Blippo was used by Nintendo for the title screen of Super Mario Bros. 1 and 2.

===Bauhaus 93===
Bauhaus 93 is a variant of URW Blippo Black. It was first released in 1993 by the URW Type Foundry. Only one font was produced. It is available as a pre-packaged font in Microsoft Word, and is used within the backsplash for 3D Pinball for Windows – Space Cadet. It is also used for the Postman Pat and Playmobil logos, around Disney's Polynesian Resort, as well as the Amiibo logo and the logo for the 1973 edition of the Eurovision Song Contest. It was also used on Xinwen Lianbo in 1996 and Chuzzle as well as Homestar Runner and was used for the Filmways Television logo from 1976 to 1983, as well as its film division from 1981 to 1982.

==ITC Ronda==
It was designed by Herb Lubalin in 1970. It adds lowercase letters to the family.
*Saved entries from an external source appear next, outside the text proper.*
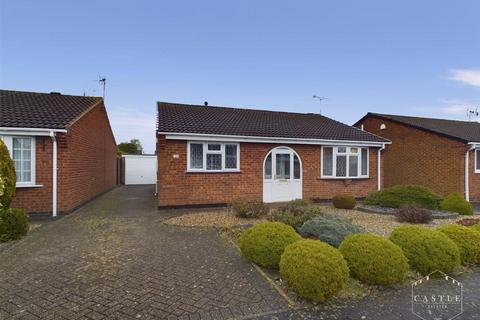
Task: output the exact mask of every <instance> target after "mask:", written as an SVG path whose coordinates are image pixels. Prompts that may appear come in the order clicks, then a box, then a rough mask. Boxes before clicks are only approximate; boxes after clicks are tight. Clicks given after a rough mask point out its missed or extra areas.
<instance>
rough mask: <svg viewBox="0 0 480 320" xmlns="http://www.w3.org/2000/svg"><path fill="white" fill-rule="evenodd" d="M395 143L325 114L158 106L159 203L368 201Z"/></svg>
mask: <svg viewBox="0 0 480 320" xmlns="http://www.w3.org/2000/svg"><path fill="white" fill-rule="evenodd" d="M388 143H389V141H388V140H387V139H384V138H381V137H379V136H376V135H374V134H371V133H367V132H365V131H362V130H359V129H358V128H355V127H351V126H348V125H345V124H343V123H340V122H338V121H335V120H332V119H329V118H327V117H324V116H321V115H318V114H311V113H310V114H303V113H291V112H274V111H264V110H252V109H239V108H225V107H213V106H201V105H200V106H199V105H186V104H175V103H164V102H158V128H157V157H158V181H157V190H158V206H159V207H163V208H166V207H178V206H205V205H223V204H227V203H230V202H232V201H234V200H245V201H264V202H267V203H269V202H283V201H289V200H293V199H301V198H315V199H330V198H332V197H333V196H334V195H336V194H350V195H353V196H355V197H365V196H366V195H367V194H368V193H370V192H372V191H375V190H377V188H380V186H381V184H382V182H381V181H382V178H381V177H382V175H381V174H379V172H381V171H382V167H381V161H379V159H381V150H382V149H383V148H384V146H385V144H388Z"/></svg>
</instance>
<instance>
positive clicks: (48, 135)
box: [0, 127, 67, 136]
mask: <svg viewBox="0 0 480 320" xmlns="http://www.w3.org/2000/svg"><path fill="white" fill-rule="evenodd" d="M52 132H53V133H67V130H66V129H47V128H15V127H0V134H5V135H18V136H27V135H31V136H50V135H51V133H52Z"/></svg>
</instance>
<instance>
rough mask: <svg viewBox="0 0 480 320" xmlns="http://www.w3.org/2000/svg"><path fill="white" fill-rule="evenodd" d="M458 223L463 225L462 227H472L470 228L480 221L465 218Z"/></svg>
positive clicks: (456, 222)
mask: <svg viewBox="0 0 480 320" xmlns="http://www.w3.org/2000/svg"><path fill="white" fill-rule="evenodd" d="M456 223H458V224H461V225H462V226H465V227H470V226H473V225H476V224H479V223H480V219H474V218H464V219H461V220H458V221H457V222H456Z"/></svg>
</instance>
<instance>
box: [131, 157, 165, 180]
mask: <svg viewBox="0 0 480 320" xmlns="http://www.w3.org/2000/svg"><path fill="white" fill-rule="evenodd" d="M123 158H124V159H125V184H155V183H157V157H156V156H140V155H138V156H137V155H124V156H123Z"/></svg>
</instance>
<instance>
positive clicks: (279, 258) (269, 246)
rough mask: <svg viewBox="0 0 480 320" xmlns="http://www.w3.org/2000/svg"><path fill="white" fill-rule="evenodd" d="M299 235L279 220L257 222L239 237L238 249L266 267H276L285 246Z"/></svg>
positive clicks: (260, 264) (246, 254)
mask: <svg viewBox="0 0 480 320" xmlns="http://www.w3.org/2000/svg"><path fill="white" fill-rule="evenodd" d="M299 240H301V237H300V235H299V234H298V233H296V232H295V230H294V229H293V228H292V227H291V226H288V225H286V224H283V223H280V222H264V223H260V224H257V225H255V226H253V227H251V228H250V229H248V230H247V231H245V233H244V234H243V235H242V236H241V238H240V250H241V251H242V254H243V256H244V257H245V258H247V259H248V260H250V261H252V262H255V263H256V264H258V265H260V266H263V267H267V268H274V269H277V268H278V263H279V262H280V257H281V256H282V253H283V251H284V250H285V247H286V246H288V245H289V244H292V243H294V242H296V241H299Z"/></svg>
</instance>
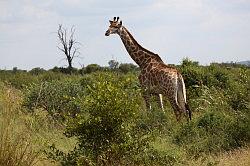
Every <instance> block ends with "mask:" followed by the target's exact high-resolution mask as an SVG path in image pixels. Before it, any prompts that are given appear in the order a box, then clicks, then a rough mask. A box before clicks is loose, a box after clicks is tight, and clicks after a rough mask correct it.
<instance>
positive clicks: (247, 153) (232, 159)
mask: <svg viewBox="0 0 250 166" xmlns="http://www.w3.org/2000/svg"><path fill="white" fill-rule="evenodd" d="M217 160H218V165H219V166H224V165H226V166H236V165H237V166H249V165H250V148H242V149H237V150H234V151H230V152H227V153H224V154H222V155H220V156H219V157H218V159H217Z"/></svg>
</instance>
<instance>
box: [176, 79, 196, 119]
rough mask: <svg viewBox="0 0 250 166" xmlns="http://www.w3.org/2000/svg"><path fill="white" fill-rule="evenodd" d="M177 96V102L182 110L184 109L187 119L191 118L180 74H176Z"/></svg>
mask: <svg viewBox="0 0 250 166" xmlns="http://www.w3.org/2000/svg"><path fill="white" fill-rule="evenodd" d="M177 97H178V103H179V105H180V106H181V107H182V109H183V110H185V111H186V113H187V115H188V118H189V120H191V119H192V112H191V110H190V108H189V105H188V103H187V99H186V87H185V83H184V80H183V78H182V76H181V74H178V92H177Z"/></svg>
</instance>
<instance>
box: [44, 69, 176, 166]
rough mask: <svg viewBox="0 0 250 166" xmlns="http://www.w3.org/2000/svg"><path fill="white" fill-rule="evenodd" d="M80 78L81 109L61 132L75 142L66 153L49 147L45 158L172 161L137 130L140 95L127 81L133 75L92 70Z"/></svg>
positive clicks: (96, 163)
mask: <svg viewBox="0 0 250 166" xmlns="http://www.w3.org/2000/svg"><path fill="white" fill-rule="evenodd" d="M91 78H92V79H93V78H95V79H94V80H95V81H94V82H91V79H88V78H84V79H83V80H82V84H84V85H86V86H85V88H86V95H85V96H84V99H83V100H81V101H82V103H81V104H82V106H81V108H82V109H81V111H80V113H79V114H78V115H77V116H76V118H74V119H70V121H69V124H68V127H67V129H66V132H65V134H66V135H67V136H68V137H76V138H77V140H78V144H77V146H76V147H75V149H74V150H73V151H71V152H70V153H68V154H66V153H63V152H62V151H60V150H58V149H57V148H55V146H52V147H51V150H52V151H51V152H48V155H49V157H51V158H53V159H55V160H59V161H61V163H62V164H63V165H68V164H72V165H76V164H77V163H78V164H80V163H81V164H83V163H84V164H85V165H91V164H97V165H137V164H145V165H152V164H157V163H164V164H166V163H168V162H171V163H172V162H173V163H174V162H175V159H174V158H171V157H170V156H169V157H167V156H168V155H161V153H159V152H158V151H157V150H154V149H153V148H152V147H151V146H150V142H151V141H152V140H153V139H154V136H153V135H152V134H150V133H149V132H148V131H147V130H145V129H143V130H141V128H140V126H141V123H140V122H141V121H140V119H141V112H140V107H141V97H140V95H139V92H140V91H139V89H138V88H137V87H136V86H134V85H133V82H132V84H131V79H133V78H134V77H130V78H129V77H128V76H126V77H124V76H118V75H116V74H112V73H95V75H91ZM172 160H173V161H172Z"/></svg>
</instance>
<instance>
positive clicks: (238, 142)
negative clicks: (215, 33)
mask: <svg viewBox="0 0 250 166" xmlns="http://www.w3.org/2000/svg"><path fill="white" fill-rule="evenodd" d="M176 67H177V68H178V69H179V70H180V71H181V73H182V74H183V76H184V79H185V82H186V87H187V96H188V102H189V105H190V108H191V110H192V112H193V118H192V121H190V122H187V121H186V118H183V120H182V121H181V122H176V119H175V116H174V113H173V110H172V108H171V107H170V104H169V103H168V101H167V100H165V102H164V104H165V112H162V110H161V109H160V108H158V105H157V103H156V102H155V103H153V107H152V110H151V111H147V110H146V109H145V105H144V102H143V99H142V96H141V94H140V92H141V89H140V86H139V83H138V80H137V76H138V68H137V67H136V66H134V65H133V64H120V65H119V66H118V65H117V66H115V67H113V68H108V67H101V66H99V65H96V64H93V65H89V66H86V67H85V68H83V69H71V71H70V72H68V70H67V69H64V68H58V67H55V68H53V69H51V70H44V69H41V68H35V69H32V70H31V71H22V70H19V69H17V68H14V69H13V70H9V71H8V70H1V71H0V165H4V166H13V165H21V166H28V165H66V166H68V165H87V166H92V165H93V166H102V165H103V166H104V165H132V166H133V165H149V166H151V165H164V166H165V165H235V164H237V165H249V164H250V159H249V158H250V150H249V143H250V68H248V67H245V66H240V65H225V64H211V65H209V66H201V65H199V64H198V63H197V62H193V61H190V60H188V59H185V60H183V62H182V64H181V65H179V66H176ZM69 73H70V74H69Z"/></svg>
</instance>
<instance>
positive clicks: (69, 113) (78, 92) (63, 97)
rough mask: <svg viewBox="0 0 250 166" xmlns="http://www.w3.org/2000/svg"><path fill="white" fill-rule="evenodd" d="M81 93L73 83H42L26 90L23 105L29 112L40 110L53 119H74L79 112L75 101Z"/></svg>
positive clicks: (71, 81)
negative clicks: (41, 108) (50, 115)
mask: <svg viewBox="0 0 250 166" xmlns="http://www.w3.org/2000/svg"><path fill="white" fill-rule="evenodd" d="M83 93H84V90H83V88H82V87H81V86H80V84H78V83H77V82H74V81H66V80H64V81H51V82H42V83H41V84H33V85H30V86H29V87H28V88H27V91H26V95H25V98H24V102H23V105H24V106H25V107H27V108H28V109H29V110H31V111H32V110H34V109H37V108H42V109H43V110H46V111H48V113H49V115H51V116H52V117H54V118H55V119H63V120H64V119H65V116H71V117H75V116H76V114H77V113H78V112H79V111H80V105H79V104H78V103H77V100H78V98H79V97H81V96H82V95H83Z"/></svg>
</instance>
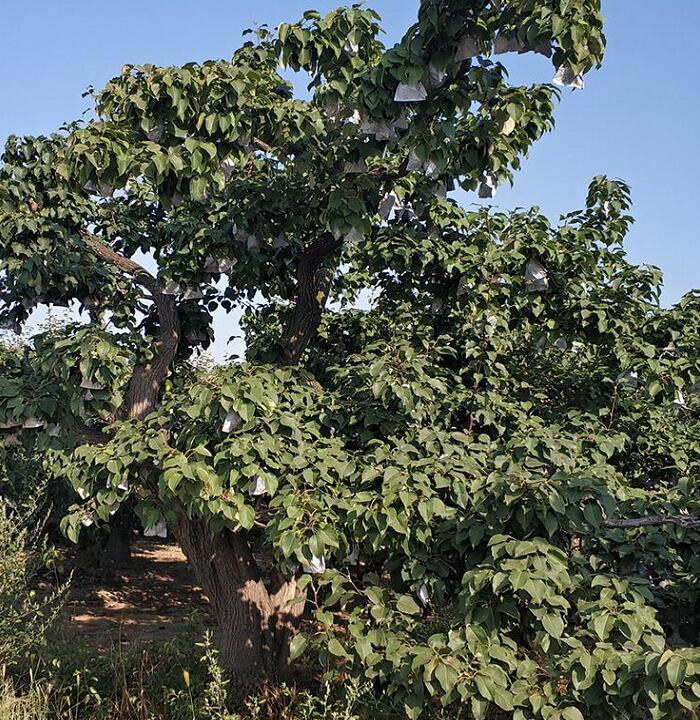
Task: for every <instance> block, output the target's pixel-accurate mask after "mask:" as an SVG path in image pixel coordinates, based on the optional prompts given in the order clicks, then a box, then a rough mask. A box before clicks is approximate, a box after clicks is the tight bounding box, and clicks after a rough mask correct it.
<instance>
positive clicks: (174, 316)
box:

Distinguishing characteristics include the shapes of the upper right third of the capital B, P and R, as well as the half-circle form of the descender of the Q. ITC Ronda is similar to Michael Neugebauer's "Litera"; both fonts display styles characteristic of the Bauhaus work.

==ITC Bauhaus==
ITC Bauhaus was designed by Ed Benguiat and Victor Caruso in 1975. Inheriting the simple geometric shapes and monotone stroke weights of Herbert Bayer's universal, it includes separate upper and lowercase characters. Five weights of Roman fonts were made for this family. Unlike the earlier ITC Ronda, the letters have open instead of closed counters.

Bauhaus Heavy was originally intended to be a display-only design and was accompanied by Bauhaus Outline. With the advent of digital technology, the Outline version was dropped from the family, while the Bauhaus Heavy was made part of the now text/display offering.

Under Adobe's development, the font family supports the ISO-Adobe character set for the PostScript version. In OpenType Std version, it supports the Adobe Western 2 character set.

Monotype also produced versions that include Cyrillic or Central European characters.

The font was also named "Geometric 752" by Bitstream, "BH" by Itek.

==Other typefaces==
Other Bauhaus designs released in the phototype era include Pump and Horatio.

Additional Bauhaus typefaces in digital fonts include Joost, Julien, Mohol Type, Laslo, Nobel revival, and Pareto.

Lost typefaces were recently restored and they include CarlMarx, Joschmi, Xants, Reross and Alfarn.